Architectural Design Decisions for Self-Serve Data Platforms in Data
Meshes
- URL: http://arxiv.org/abs/2402.04681v1
- Date: Wed, 7 Feb 2024 09:13:26 GMT
- Title: Architectural Design Decisions for Self-Serve Data Platforms in Data
Meshes
- Authors: Tom van Eijk, Indika Kumara, Dario Di Nucci, Damian Andrew Tamburri,
Willem-Jan van den Heuvel
- Abstract summary: Data mesh is an emerging decentralized approach to managing and generating value from analytical enterprise data at scale.
It shifts the ownership of the data to the business domains closest to the data, promotes sharing and managing data as autonomous products, and uses a federated and automated data governance model.
The data mesh relies on a managed data platform that offers services to domain and governance teams to build, share, and manage data products efficiently.

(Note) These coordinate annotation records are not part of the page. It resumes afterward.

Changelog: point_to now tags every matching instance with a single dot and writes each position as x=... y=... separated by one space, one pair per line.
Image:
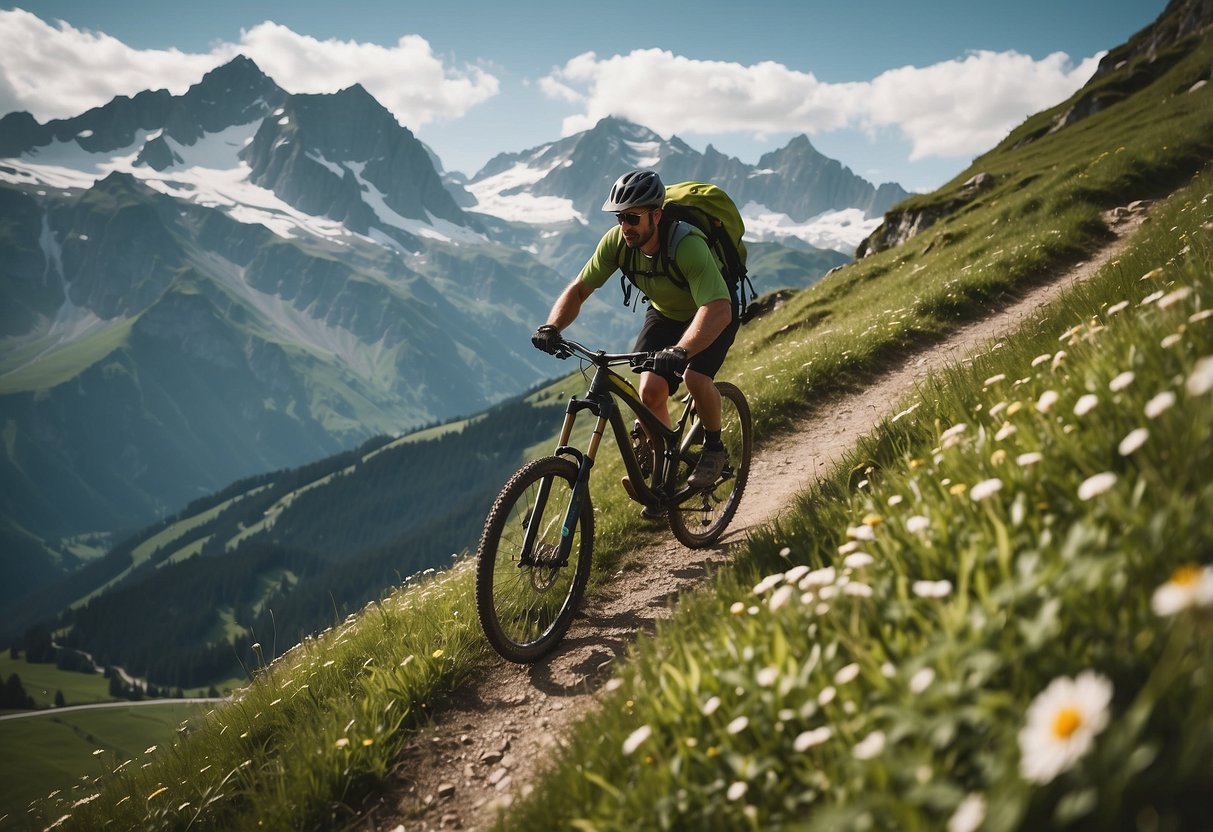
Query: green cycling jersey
x=695 y=261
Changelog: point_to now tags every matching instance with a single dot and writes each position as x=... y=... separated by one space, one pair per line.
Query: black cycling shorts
x=659 y=332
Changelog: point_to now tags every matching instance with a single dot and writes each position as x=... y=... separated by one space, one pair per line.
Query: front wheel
x=701 y=518
x=527 y=599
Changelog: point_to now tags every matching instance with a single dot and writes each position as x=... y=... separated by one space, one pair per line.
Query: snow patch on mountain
x=434 y=229
x=505 y=195
x=840 y=231
x=212 y=175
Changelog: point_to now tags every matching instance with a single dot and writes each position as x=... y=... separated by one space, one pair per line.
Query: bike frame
x=599 y=399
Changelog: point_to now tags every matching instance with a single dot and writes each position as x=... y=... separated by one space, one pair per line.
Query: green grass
x=1048 y=577
x=58 y=752
x=43 y=681
x=63 y=363
x=1043 y=583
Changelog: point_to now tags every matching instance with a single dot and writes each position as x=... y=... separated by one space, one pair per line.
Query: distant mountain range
x=206 y=286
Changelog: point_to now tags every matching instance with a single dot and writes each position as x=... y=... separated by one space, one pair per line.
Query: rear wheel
x=527 y=603
x=702 y=517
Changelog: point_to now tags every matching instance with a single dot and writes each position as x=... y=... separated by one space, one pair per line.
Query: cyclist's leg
x=701 y=372
x=707 y=398
x=655 y=394
x=658 y=332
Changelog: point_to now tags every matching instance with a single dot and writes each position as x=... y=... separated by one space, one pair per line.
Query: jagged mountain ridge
x=296 y=257
x=221 y=283
x=565 y=181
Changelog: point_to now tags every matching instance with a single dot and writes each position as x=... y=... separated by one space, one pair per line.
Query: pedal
x=631 y=490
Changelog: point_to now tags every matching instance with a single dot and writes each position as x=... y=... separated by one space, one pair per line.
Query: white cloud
x=55 y=70
x=952 y=108
x=408 y=78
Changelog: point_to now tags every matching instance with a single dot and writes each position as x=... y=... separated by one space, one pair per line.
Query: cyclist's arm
x=593 y=274
x=707 y=324
x=568 y=305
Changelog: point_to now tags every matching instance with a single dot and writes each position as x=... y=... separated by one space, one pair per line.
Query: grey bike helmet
x=636 y=189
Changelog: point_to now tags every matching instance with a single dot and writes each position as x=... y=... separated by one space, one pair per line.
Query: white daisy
x=636 y=738
x=932 y=588
x=985 y=489
x=1086 y=404
x=1160 y=404
x=858 y=560
x=1061 y=725
x=806 y=740
x=870 y=746
x=847 y=673
x=1190 y=587
x=1133 y=440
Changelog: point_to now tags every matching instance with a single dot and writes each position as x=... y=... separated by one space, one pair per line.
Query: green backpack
x=706 y=209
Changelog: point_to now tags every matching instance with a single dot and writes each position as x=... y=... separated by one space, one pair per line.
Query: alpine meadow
x=995 y=614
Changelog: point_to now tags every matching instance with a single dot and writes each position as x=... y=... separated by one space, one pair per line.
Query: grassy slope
x=318 y=730
x=51 y=752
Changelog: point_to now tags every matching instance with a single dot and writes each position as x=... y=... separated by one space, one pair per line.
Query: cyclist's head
x=636 y=189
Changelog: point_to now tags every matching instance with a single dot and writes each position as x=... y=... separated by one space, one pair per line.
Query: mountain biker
x=689 y=329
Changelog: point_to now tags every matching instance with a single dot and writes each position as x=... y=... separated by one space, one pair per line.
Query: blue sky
x=898 y=91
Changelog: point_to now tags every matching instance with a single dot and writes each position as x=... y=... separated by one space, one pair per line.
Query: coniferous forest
x=286 y=554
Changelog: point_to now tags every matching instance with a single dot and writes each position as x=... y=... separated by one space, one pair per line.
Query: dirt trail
x=490 y=745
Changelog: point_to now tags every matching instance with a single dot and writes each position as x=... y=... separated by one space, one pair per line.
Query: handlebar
x=599 y=358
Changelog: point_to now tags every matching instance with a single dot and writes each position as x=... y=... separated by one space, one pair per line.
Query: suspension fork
x=602 y=409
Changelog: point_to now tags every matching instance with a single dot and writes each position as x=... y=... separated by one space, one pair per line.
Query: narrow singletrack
x=491 y=741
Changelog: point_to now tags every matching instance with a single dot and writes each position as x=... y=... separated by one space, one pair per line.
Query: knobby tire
x=525 y=609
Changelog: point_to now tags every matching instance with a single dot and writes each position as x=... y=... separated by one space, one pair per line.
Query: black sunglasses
x=628 y=217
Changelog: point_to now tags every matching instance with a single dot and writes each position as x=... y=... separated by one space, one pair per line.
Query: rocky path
x=489 y=746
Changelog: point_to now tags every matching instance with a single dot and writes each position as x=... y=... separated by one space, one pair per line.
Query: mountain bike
x=533 y=560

- Score: 3.627365672061558
- License: http://creativecommons.org/licenses/by/4.0/
- Abstract: Data mesh is an emerging decentralized approach to managing and generating
value from analytical enterprise data at scale. It shifts the ownership of the
data to the business domains closest to the data, promotes sharing and managing
data as autonomous products, and uses a federated and automated data governance
model. The data mesh relies on a managed data platform that offers services to
domain and governance teams to build, share, and manage data products
efficiently. However, designing and implementing a self-serve data platform is
challenging, and the platform engineers and architects must understand and
choose the appropriate design options to ensure the platform will enhance the
experience of domain and governance teams. For these reasons, this paper
proposes a catalog of architectural design decisions and their corresponding
decision options by systematically reviewing 43 industrial gray literature
articles on self-serve data platforms in data mesh. Moreover, we used
semi-structured interviews with six data engineering experts with data mesh
experience to validate, refine, and extend the findings from the literature.
Such a catalog of design decisions and options drawn from the state of practice
shall aid practitioners in building data meshes while providing a baseline for
further research on data mesh architectures.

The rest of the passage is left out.